Minz Won, Sanghyuk Chun, and Xavier Serra

  • Full paper (6 pages) [ArXiv]

  • Machine Learning for Music Discovery Workshop at ICML 2019 (2 pages) [Link]

Abstract

Self-attention is an attention mechanism that learns a representation by relating different positions in the sequence. The transformer, which is a sequence model solely based on self-attention, and its variants achieved state-of-the-art results in many natural language processing tasks. Since music composes its semantics based on the relations between components in sparse positions, adopting the self-attention mechanism to solve music information retrieval (MIR) problems can be beneficial.

Hence, we propose a self-attention based deep sequence model for music tagging. The proposed architecture consists of shallow convolutional layers followed by stacked Transformer encoders. Compared to conventional approaches using fully convolutional or recurrent neural networks, our model is more interpretable while reporting competitive results.

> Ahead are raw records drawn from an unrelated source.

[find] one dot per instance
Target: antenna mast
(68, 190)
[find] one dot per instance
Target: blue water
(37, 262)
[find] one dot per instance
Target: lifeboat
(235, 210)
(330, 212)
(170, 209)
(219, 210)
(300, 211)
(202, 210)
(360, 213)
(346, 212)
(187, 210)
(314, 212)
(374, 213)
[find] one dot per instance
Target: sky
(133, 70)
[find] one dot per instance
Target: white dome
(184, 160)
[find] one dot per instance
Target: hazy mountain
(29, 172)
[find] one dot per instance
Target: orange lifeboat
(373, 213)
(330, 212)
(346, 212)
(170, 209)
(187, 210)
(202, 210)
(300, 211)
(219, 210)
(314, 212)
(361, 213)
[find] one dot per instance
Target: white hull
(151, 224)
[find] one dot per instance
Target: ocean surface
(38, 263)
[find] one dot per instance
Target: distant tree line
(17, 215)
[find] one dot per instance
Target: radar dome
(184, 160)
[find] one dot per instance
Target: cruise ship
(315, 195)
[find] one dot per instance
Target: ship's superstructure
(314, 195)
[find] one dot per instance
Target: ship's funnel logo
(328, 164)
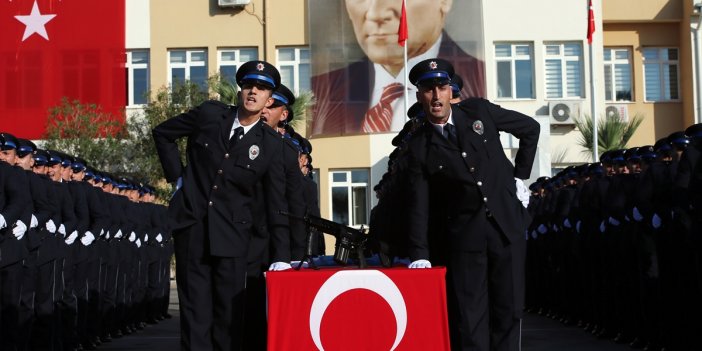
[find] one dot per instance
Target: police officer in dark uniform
(230, 149)
(461, 180)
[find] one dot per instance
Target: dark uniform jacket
(220, 178)
(448, 180)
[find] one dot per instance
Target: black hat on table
(258, 72)
(431, 72)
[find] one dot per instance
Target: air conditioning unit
(563, 112)
(232, 3)
(620, 111)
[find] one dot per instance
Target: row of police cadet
(84, 256)
(616, 247)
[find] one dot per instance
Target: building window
(515, 71)
(137, 77)
(349, 192)
(294, 67)
(661, 74)
(188, 65)
(617, 65)
(229, 61)
(564, 70)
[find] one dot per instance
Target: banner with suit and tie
(358, 66)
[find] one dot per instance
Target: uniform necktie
(378, 117)
(450, 133)
(238, 134)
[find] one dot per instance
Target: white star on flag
(35, 22)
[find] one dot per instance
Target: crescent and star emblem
(344, 281)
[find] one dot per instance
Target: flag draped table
(369, 309)
(51, 49)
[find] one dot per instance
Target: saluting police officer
(461, 181)
(230, 149)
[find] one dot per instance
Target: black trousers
(210, 291)
(485, 288)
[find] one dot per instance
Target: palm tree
(612, 132)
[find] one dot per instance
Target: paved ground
(538, 334)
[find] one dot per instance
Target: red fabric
(402, 30)
(357, 319)
(379, 117)
(590, 22)
(83, 58)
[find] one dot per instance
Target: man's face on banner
(375, 23)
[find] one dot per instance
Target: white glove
(636, 214)
(88, 238)
(19, 229)
(522, 192)
(542, 229)
(279, 266)
(656, 221)
(71, 238)
(179, 184)
(51, 226)
(420, 264)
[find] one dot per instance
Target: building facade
(537, 60)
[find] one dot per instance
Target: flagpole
(593, 103)
(405, 69)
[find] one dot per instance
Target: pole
(593, 107)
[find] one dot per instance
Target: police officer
(230, 149)
(458, 185)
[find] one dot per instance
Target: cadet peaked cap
(694, 131)
(25, 147)
(41, 157)
(9, 141)
(282, 96)
(431, 72)
(456, 85)
(260, 72)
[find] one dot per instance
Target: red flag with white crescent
(52, 49)
(402, 31)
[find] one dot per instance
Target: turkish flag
(51, 49)
(590, 22)
(402, 30)
(331, 309)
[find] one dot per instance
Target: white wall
(138, 21)
(537, 22)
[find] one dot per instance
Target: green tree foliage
(87, 131)
(612, 132)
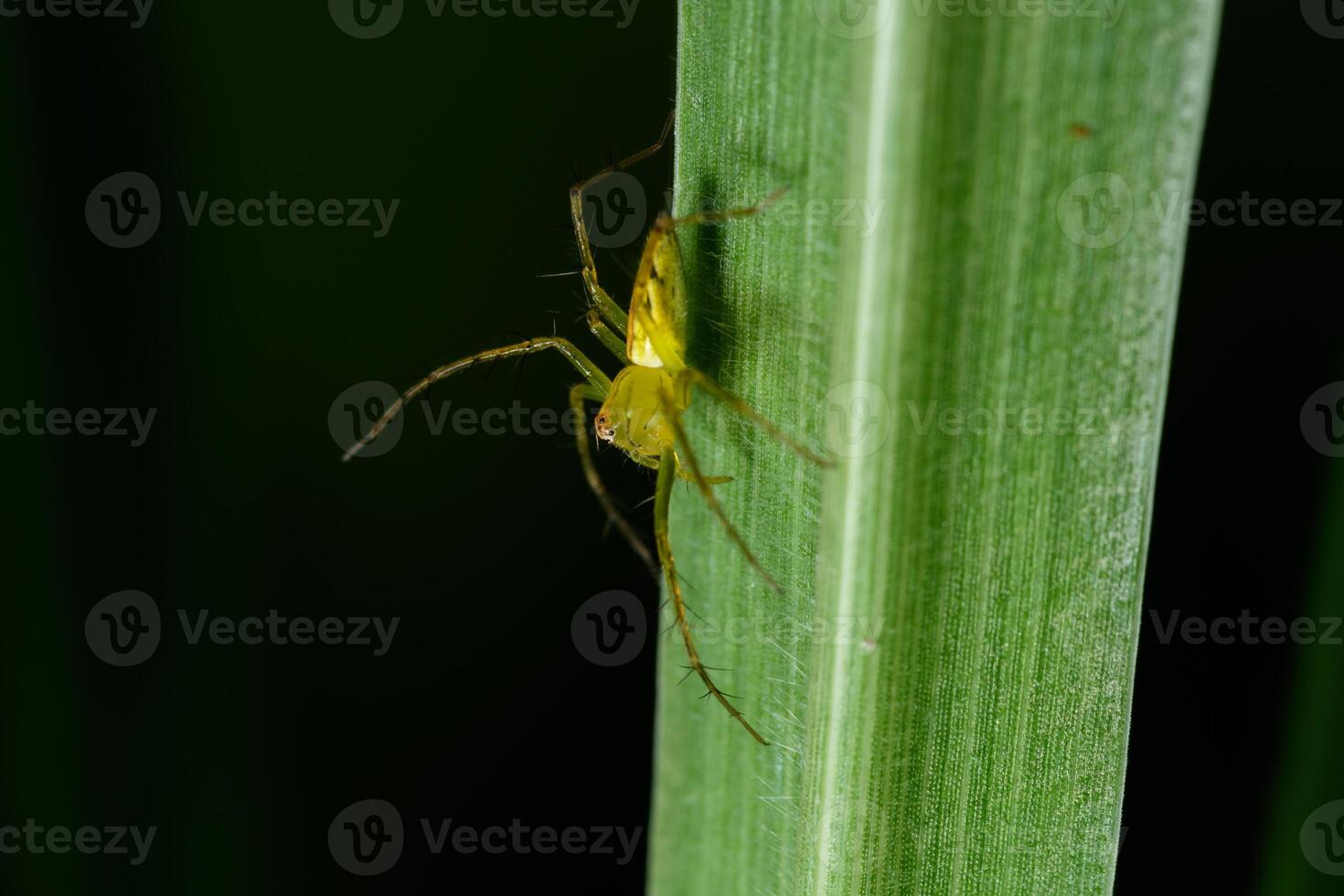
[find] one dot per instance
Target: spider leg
(674, 415)
(603, 303)
(578, 395)
(663, 497)
(689, 377)
(649, 463)
(603, 334)
(591, 371)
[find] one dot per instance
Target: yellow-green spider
(643, 406)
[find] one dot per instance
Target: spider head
(632, 418)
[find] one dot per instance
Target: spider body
(641, 409)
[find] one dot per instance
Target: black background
(483, 710)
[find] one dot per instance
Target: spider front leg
(689, 377)
(591, 371)
(674, 415)
(661, 503)
(580, 394)
(605, 305)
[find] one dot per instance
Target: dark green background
(485, 546)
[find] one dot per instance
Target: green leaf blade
(948, 675)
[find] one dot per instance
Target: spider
(641, 409)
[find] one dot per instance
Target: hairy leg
(663, 498)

We validate the performance of our model with the MagnaTagATune and the Million Song Dataset. In addition, we demonstrate the interpretability of the proposed architecture with a heat map visualization.

Environment

This code is based on Python 3. Used libraries can be installed through pip.

pip install -r requirements.txt

Preprocessing

  1. Data split

    python preprocessing/mtat/split.py run your_data_path

  2. Get log mel-spectrograms

    python preprocessing/mtat/preprocess.py run your_audio_path your_data_path

Training

python main.py --architecture 'pons_won' --conv_channels 16 \
--attention_channels 512 --attention_layers 2 --attention_heads 8 \
--batch_size 16 \
--dataset 'mtat' --data_type 'spec' \
--data_path your_data_path --model_save_path your_model_path

Evaluation

python eval.py --architecture 'pons_won' --conv_channels 16 \
--attention_channels 512 --attention_layers 2 --attention_heads 8 \
--dataset 'mtat' --data_type 'spec' \
--data_path your_data_path --model_load_path your_model_path

Pre-trained model

Use models/ponswon.pth.

Visualization

Check visualize/visualize_example.ipynb.

Citation

@article{won2019attention,
    title={Toward Interpretable Music Tagging with Self-Attention},
    author = {Won, Minz and Chun, Sanghyuk and Serra, Xavier},
    journal={arXiv preprint arXiv:1906.04972},
    year={2019}
}